The Meeting of General Washington and Rochambeau (Primary Title)
George Washington and General Rochambeau calling on Cornwallis at Nelson House, Yorktown (Former Title)

Edward L. Henry, American, 1841 - 1919 (Artist)

1873
American
oil on panel
Unframed: 10 3/4 × 15 in. (27.31 × 38.1 cm)
Framed: 18 × 21 1/2 × 3 3/4 in. (45.72 × 54.61 × 9.53 cm)
60.52.7
Not on view

In the 1870s, Henry found enormous success with vignettes of bygone eras. His meticulous genre scenes reveal the painter’s lifelong passion for historical architecture and antique furniture, artifacts, costumes, and carriages – items from his own collection often serving as props. Well positioned to ride the mounting surge of Colonial Revival fervor surrounding the nation’s centennial celebration, Henry added scenes from the Revolutionary War to his retrospective imagery.

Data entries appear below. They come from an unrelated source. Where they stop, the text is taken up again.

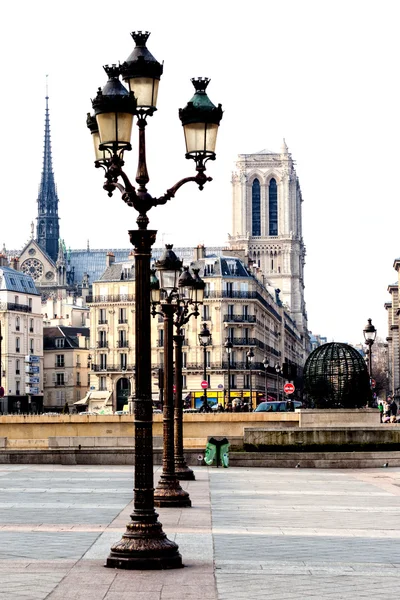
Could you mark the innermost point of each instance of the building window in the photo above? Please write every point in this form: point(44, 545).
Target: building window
point(60, 379)
point(103, 362)
point(273, 208)
point(255, 208)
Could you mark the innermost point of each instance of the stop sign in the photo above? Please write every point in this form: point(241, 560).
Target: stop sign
point(288, 388)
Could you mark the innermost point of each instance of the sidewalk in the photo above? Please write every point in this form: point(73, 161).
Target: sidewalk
point(278, 534)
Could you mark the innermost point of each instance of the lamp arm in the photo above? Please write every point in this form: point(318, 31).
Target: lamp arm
point(200, 179)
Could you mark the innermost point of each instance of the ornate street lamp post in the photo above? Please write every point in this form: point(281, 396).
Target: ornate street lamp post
point(228, 348)
point(144, 545)
point(250, 358)
point(369, 337)
point(205, 340)
point(266, 365)
point(278, 370)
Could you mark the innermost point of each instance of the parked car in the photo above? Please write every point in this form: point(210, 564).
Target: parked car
point(276, 406)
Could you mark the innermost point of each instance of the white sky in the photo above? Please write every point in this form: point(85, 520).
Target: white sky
point(321, 74)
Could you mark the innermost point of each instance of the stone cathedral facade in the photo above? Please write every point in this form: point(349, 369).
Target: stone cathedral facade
point(267, 224)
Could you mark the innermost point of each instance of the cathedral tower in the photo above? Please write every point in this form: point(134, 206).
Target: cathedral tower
point(47, 229)
point(267, 223)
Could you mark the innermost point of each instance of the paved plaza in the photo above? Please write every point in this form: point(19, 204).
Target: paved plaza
point(278, 534)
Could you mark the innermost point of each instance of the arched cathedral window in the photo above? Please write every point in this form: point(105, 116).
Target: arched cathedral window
point(273, 208)
point(255, 208)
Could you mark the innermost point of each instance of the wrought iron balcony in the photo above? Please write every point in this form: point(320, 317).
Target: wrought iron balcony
point(104, 299)
point(15, 307)
point(228, 318)
point(122, 344)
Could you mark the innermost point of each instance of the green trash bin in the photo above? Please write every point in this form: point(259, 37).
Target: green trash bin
point(217, 452)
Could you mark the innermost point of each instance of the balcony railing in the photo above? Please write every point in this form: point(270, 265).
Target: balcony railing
point(239, 318)
point(16, 307)
point(110, 298)
point(122, 344)
point(111, 368)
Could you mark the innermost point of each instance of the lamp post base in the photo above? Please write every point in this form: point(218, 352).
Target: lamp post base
point(184, 473)
point(169, 493)
point(144, 546)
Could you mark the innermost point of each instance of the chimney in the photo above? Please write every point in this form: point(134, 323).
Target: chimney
point(199, 252)
point(110, 259)
point(14, 263)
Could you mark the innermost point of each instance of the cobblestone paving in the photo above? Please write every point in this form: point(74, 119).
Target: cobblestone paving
point(273, 534)
point(294, 534)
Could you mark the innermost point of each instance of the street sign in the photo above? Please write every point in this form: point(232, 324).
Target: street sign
point(288, 388)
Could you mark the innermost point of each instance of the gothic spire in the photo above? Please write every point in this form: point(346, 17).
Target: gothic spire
point(47, 230)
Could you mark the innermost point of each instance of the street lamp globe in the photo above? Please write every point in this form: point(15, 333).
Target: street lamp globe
point(369, 333)
point(114, 108)
point(142, 73)
point(186, 285)
point(200, 119)
point(168, 268)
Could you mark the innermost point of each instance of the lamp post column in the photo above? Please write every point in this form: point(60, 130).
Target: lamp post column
point(168, 491)
point(144, 545)
point(182, 471)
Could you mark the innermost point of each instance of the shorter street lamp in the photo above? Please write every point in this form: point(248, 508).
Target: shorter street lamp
point(250, 358)
point(168, 491)
point(266, 365)
point(369, 336)
point(278, 370)
point(205, 339)
point(228, 348)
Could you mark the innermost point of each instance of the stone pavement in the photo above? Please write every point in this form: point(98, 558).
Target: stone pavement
point(276, 534)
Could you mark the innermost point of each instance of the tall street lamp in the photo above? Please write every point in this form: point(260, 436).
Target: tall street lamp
point(369, 337)
point(266, 365)
point(205, 340)
point(144, 545)
point(228, 348)
point(278, 370)
point(250, 358)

This stagelike image pictures General George Washington, unmistakable at center in his blue uniform, paying a formal call on the newly surrendered Lord Charles Cornwallis, commander of the British forces at Yorktown. Washington is accompanied by his French counterpart, the comte de Rochambeau. The setting is imaginary, based on interior sketches that Henry made of a friend’s federal-era townhouse in Philadelphia. Inspiration for the placement of a tall clock on the stair landing – a mid-19th-century fashion rather than a colonial one – likely came from the popular 1848 poem “Old Clock on the Stairs” by Henry Wadsworth Longfellow.

Signed and dated lower right: "E. L. Henry"
Gift of Mrs. Preston Davie
National Academy of Design, New York, 1874.